A fire that killed at least 10 people on Thursday in northwestern China’s Urumqi city has led to a new round of protests online and offline, as many expressed anger around the country’s zero-COVID policy. 

The fire broke out in a high-rise building and took about three hours to extinguish, according to Xinhua News Agency. Videos circulated online showed that water spouted from a distant fire truck failed to reach the fire. Urumqi officials said in a press conference that private cars parked in the area have blocked the road, and it took the firefighters some time to remove COVID barriers. 

Some on social media said the private cars couldn’t be moved as their owners were being quarantined for months. Many areas of Urumqi have been under lockdown since Aug. 10. Though the state media said the residential community where the fire broke was “low risk”, and residents were allowed to leave the apartment buildings, many people posted their doubts online.

Meanwhile, several video clips circulated on Chinese social media and Twitter showed protestors in crowds shouting “lift the lockdown.”

Read: China sees violent protests against COVID restrictions, and U.S. cases have been rising

Also read: Employees at COVID-stricken iPhone factory in China beaten, detained after protests

“Some residents’ ability to defend and save themselves is weak,” said Li Wensheng, head of a branch of the fire control department of Urumqi in a press conference late Friday local time. 

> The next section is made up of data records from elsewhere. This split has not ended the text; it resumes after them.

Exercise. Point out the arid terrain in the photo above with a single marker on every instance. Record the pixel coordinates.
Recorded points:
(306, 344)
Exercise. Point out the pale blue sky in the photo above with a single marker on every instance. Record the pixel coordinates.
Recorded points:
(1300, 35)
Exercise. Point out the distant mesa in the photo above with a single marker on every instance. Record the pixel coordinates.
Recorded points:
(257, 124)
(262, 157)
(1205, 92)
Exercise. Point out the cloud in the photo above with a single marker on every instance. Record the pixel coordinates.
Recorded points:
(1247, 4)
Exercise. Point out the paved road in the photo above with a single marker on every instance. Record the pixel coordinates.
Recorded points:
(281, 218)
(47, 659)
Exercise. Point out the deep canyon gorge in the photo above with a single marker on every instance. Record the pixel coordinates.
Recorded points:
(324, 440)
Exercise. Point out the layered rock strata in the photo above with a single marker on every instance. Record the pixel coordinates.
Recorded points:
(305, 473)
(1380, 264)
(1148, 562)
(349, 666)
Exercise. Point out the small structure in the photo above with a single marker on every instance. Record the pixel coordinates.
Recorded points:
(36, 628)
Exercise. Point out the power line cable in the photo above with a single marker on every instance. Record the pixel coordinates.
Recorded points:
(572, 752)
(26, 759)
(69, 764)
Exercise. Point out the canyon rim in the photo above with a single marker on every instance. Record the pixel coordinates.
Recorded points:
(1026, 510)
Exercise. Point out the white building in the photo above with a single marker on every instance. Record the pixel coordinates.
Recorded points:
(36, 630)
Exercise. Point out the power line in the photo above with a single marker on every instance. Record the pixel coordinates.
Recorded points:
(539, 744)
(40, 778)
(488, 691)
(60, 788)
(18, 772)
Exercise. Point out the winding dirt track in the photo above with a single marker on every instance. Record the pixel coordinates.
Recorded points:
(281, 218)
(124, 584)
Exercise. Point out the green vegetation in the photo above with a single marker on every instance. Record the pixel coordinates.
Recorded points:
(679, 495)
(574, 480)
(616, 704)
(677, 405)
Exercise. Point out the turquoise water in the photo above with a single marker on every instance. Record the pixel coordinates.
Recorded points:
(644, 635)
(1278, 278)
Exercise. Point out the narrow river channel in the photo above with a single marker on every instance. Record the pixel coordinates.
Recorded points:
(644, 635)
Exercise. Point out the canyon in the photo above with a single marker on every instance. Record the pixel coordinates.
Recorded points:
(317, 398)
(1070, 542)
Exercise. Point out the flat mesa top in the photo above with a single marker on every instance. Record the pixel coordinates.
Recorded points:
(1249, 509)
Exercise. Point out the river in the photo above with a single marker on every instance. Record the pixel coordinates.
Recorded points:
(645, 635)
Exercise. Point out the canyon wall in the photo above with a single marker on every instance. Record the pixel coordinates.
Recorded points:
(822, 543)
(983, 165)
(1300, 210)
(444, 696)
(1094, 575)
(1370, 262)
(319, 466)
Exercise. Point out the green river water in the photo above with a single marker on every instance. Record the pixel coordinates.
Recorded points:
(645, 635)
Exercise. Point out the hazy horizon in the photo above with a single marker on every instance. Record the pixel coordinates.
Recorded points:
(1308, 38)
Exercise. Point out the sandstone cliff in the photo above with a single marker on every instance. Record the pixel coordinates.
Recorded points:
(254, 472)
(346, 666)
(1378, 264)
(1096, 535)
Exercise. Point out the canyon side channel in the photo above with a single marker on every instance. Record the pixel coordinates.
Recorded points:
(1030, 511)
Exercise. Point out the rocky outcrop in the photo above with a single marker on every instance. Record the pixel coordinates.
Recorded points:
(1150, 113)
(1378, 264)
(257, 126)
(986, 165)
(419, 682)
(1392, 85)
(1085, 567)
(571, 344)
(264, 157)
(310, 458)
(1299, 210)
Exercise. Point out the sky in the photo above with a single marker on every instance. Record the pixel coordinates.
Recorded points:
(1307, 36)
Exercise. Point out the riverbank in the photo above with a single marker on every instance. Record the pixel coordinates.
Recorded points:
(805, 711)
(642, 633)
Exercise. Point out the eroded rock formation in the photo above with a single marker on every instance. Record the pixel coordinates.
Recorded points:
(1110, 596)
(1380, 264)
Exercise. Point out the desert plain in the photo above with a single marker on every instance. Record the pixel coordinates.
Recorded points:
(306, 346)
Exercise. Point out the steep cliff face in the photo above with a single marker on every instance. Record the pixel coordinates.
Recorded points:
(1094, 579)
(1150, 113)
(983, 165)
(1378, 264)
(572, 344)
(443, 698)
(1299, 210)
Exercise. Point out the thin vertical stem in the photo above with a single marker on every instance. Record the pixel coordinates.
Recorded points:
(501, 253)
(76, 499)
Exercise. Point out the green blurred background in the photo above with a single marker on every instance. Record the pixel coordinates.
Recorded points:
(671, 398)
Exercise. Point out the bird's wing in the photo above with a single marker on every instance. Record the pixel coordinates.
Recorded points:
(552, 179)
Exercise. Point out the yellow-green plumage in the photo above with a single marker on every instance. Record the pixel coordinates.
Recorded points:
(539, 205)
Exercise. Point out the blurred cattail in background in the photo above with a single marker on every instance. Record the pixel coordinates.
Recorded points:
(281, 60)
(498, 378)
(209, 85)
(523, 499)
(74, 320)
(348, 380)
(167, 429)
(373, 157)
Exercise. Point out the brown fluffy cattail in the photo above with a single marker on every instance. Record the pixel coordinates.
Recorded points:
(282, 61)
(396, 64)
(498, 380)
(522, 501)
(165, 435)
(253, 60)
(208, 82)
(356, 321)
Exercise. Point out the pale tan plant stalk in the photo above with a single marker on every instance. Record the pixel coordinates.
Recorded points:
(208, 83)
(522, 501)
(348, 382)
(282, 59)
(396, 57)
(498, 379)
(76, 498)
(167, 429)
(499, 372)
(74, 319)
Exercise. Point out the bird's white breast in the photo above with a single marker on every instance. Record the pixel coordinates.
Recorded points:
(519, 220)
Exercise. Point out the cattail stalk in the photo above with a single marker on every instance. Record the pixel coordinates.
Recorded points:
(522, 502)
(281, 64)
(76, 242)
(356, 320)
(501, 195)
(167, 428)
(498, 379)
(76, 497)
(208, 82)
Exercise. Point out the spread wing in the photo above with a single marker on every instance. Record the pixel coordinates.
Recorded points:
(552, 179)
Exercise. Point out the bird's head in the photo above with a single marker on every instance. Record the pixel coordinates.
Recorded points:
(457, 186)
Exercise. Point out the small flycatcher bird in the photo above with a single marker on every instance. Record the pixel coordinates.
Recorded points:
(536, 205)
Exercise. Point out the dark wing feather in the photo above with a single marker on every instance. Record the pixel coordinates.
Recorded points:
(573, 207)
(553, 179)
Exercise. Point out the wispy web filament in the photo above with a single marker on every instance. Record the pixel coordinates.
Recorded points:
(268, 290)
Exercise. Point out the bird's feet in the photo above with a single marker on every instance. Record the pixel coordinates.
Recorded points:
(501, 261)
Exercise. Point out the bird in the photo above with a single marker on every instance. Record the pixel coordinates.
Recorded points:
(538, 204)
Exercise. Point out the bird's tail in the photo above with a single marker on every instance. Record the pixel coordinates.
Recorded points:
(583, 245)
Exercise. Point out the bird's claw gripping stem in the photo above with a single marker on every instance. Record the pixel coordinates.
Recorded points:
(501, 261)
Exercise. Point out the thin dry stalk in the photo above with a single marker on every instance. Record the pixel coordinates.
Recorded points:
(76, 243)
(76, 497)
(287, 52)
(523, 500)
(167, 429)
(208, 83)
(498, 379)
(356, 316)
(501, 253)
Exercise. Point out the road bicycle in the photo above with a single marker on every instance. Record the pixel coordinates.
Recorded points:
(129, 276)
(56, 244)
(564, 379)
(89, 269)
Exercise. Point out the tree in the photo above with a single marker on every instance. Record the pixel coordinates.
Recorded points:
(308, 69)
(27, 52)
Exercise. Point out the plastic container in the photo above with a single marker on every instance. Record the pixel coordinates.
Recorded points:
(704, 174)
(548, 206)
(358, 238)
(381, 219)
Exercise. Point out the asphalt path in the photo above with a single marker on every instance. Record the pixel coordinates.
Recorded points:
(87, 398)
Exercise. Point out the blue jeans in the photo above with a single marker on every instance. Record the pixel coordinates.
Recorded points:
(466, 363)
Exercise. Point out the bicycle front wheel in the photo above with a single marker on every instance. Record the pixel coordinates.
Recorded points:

“The last thing they [the officials] should doubt is human’s ability to try to save themselves,” a user wrote on Weibo. Another user wrote that “are those victims’ ability to save themselves weak? They urged the building’s gate to be opened before they ask for help.”

Read: Why China’s COVID policies are rattling investors again

The fire was the latest in the chain of zero-COVID-policy-related tragedies that rattled residents. In September, a bus crash in Southwestern China’s Guizhou province killed 27 and injured 20. The bus was transporting close contacts of COVID patients for preventive quarantine. 

“No one is dying from COVID anymore, but we might die because of the zero-COVID policy,” several people posted on Weibo and WeChat. 

“From the Guizhou bus accident to this fire in Umruqi, from the 27 lives lost under the hill to the 10 people passed away at midnight, isn’t there something we should reflect on and change?” an author named “Taohuatan Libai” wrote in an article being widely circulated on WeChat. The article was banned within hours.